The usher said, “Brother Stedman asked me to come and get you. He’s resting backstage. He’d like to meet you.”
“Why would he want to meet us?” Kelly asked again. It was a good question and Claudia asked herself what they might have done to inadvertently draw attention to themselves.
The usher gave an apologetic shrug. “I’m sorry, sister, I’m just the messenger. Brother will have to tell you himself.”
Seeing Magdalena’s eyes widen in surprise, Claudia realized that this invitation was not a common occurrence. It occurred to her that meeting Harold Stedman could be a very good thing.

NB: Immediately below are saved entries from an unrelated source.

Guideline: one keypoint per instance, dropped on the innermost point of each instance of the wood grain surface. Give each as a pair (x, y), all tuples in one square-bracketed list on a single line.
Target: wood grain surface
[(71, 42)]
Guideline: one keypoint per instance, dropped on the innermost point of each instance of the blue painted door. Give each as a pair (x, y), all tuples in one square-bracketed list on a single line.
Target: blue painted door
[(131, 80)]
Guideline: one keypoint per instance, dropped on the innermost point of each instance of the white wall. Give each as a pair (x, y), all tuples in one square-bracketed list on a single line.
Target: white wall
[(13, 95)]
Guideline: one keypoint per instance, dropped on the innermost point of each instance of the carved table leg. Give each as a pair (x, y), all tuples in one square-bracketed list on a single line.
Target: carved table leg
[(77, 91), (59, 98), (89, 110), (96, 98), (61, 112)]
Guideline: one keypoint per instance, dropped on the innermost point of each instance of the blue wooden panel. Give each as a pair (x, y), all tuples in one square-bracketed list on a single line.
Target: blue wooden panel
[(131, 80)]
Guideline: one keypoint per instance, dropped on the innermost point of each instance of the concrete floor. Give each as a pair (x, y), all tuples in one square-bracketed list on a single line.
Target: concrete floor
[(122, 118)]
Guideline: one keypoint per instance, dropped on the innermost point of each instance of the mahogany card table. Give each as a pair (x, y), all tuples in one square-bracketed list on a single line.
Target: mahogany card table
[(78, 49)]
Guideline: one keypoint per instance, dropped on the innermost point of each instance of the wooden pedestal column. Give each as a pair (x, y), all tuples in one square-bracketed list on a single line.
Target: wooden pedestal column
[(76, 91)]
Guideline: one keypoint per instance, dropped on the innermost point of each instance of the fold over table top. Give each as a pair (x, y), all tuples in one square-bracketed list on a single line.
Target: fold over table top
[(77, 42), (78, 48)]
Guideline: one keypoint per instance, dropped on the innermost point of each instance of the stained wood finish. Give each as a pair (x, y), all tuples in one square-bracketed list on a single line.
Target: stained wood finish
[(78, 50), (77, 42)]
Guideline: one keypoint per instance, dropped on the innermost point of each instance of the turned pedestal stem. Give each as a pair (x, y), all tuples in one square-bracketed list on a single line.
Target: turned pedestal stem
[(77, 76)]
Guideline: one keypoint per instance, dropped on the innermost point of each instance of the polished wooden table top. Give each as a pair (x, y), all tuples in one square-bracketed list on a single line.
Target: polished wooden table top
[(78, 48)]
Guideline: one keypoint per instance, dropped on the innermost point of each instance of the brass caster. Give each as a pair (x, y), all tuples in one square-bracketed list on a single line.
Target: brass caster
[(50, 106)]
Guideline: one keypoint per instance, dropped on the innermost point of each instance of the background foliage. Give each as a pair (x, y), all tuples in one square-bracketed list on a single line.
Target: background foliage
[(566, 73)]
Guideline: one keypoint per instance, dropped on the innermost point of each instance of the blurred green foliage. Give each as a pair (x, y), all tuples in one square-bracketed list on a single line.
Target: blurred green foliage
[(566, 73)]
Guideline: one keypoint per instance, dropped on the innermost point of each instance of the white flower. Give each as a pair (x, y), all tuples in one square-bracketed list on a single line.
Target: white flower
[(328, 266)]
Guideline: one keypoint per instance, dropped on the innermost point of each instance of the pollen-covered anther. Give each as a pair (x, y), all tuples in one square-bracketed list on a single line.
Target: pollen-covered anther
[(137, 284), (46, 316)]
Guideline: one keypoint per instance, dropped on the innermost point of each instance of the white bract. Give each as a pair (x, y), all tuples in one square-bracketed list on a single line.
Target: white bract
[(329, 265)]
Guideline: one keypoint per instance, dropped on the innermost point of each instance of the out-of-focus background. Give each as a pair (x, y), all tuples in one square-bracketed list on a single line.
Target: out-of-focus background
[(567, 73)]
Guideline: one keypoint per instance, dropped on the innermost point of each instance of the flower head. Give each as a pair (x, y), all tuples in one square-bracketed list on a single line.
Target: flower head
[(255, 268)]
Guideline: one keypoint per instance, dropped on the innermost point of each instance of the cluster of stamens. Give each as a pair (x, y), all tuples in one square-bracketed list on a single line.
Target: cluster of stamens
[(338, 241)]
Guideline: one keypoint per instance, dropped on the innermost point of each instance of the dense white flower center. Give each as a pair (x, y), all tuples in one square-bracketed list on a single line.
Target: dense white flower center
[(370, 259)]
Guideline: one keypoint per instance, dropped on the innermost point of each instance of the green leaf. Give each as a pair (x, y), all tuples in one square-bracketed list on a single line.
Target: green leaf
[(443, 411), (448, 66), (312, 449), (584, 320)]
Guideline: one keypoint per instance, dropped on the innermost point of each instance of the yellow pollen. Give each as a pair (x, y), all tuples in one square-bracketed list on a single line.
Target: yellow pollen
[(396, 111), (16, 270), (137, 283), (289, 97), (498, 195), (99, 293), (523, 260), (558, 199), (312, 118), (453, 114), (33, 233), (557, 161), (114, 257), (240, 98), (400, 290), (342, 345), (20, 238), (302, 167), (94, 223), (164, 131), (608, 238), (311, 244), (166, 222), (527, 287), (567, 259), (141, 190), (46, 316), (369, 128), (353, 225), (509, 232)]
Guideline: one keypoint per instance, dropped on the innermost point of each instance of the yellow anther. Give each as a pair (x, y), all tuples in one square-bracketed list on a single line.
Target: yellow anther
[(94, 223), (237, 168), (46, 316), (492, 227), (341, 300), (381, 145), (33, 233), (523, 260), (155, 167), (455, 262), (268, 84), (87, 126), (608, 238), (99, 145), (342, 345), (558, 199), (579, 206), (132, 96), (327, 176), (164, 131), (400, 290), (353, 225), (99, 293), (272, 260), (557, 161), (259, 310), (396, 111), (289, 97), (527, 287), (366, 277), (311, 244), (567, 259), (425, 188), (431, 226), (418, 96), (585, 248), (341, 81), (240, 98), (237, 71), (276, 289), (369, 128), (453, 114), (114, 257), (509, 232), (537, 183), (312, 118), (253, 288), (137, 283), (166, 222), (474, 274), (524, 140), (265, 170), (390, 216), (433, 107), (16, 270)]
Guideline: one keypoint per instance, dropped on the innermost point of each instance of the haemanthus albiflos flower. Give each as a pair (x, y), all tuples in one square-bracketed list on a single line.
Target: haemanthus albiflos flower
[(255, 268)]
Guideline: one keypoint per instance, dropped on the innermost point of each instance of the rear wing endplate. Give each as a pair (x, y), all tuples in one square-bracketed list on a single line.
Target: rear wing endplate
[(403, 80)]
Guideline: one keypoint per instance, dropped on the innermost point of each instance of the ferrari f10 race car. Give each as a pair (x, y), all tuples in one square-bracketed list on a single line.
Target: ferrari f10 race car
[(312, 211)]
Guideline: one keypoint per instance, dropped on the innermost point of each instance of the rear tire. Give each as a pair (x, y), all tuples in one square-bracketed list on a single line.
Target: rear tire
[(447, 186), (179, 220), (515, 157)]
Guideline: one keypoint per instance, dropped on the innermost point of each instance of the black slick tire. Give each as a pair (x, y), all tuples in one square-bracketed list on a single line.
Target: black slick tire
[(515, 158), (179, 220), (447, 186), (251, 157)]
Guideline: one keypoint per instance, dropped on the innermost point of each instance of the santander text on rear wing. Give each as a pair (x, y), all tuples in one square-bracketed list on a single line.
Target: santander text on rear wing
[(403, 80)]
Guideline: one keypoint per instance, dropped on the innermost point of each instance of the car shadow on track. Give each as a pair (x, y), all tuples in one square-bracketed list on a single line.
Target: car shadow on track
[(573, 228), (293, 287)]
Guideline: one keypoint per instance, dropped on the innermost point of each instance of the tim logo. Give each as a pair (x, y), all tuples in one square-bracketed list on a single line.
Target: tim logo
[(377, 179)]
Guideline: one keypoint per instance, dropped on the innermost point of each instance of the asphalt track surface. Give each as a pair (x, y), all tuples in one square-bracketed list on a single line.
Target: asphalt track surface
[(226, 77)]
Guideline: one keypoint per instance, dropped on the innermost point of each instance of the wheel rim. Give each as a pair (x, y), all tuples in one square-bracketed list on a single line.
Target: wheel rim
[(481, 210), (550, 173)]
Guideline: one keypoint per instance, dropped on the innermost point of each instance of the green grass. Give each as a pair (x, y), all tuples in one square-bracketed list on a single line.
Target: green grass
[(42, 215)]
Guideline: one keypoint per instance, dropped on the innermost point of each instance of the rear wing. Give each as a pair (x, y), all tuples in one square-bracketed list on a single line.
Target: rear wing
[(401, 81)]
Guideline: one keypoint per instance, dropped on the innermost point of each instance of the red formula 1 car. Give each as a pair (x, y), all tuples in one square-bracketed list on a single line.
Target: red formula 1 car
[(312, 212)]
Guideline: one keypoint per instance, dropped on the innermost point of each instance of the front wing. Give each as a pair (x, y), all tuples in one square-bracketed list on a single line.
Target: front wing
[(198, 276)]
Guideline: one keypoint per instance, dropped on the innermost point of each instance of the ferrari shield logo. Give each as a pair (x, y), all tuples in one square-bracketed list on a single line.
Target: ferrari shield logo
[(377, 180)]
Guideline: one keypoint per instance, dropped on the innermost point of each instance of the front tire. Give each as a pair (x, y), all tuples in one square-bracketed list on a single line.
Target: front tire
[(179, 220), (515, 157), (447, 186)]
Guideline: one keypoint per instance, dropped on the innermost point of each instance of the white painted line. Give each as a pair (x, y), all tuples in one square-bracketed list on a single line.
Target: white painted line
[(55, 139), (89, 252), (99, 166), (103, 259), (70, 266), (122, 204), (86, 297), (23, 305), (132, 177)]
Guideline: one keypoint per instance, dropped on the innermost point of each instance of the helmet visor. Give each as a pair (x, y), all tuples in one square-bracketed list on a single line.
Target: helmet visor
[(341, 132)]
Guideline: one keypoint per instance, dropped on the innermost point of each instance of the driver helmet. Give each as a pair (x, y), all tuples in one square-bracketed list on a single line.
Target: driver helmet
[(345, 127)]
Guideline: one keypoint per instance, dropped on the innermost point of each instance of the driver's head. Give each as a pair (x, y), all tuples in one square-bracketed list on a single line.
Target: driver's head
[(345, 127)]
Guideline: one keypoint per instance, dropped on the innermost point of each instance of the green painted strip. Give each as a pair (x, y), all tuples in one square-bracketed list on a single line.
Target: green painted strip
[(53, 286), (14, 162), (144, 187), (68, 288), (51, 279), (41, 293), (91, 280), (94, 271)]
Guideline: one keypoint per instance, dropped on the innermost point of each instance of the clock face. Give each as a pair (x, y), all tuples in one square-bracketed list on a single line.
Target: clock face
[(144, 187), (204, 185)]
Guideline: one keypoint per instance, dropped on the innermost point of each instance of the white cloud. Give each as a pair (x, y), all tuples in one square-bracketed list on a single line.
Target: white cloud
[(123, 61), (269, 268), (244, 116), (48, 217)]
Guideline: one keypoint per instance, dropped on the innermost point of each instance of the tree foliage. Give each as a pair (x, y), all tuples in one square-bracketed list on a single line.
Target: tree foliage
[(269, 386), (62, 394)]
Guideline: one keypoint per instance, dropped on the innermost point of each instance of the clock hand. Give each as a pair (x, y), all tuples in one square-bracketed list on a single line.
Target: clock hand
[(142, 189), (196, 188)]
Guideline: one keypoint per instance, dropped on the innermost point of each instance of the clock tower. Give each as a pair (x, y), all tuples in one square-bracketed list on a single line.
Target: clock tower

They had missed the opportunity to talk to James Miller, but now were being offered the possibility of learning something from the TBL leader himself.
 
Claudia and Kelly followed the usher onto the stage and behind the curtains. Harold Stedman was seated at a folding card table in his shirtsleeves, eyes closed, his face slack with exhaustion. He had opened his shirt collar and loosened the knot of his tie. At their approach he opened his eyes and immediately rose and came around the table, extending his hands to welcome them.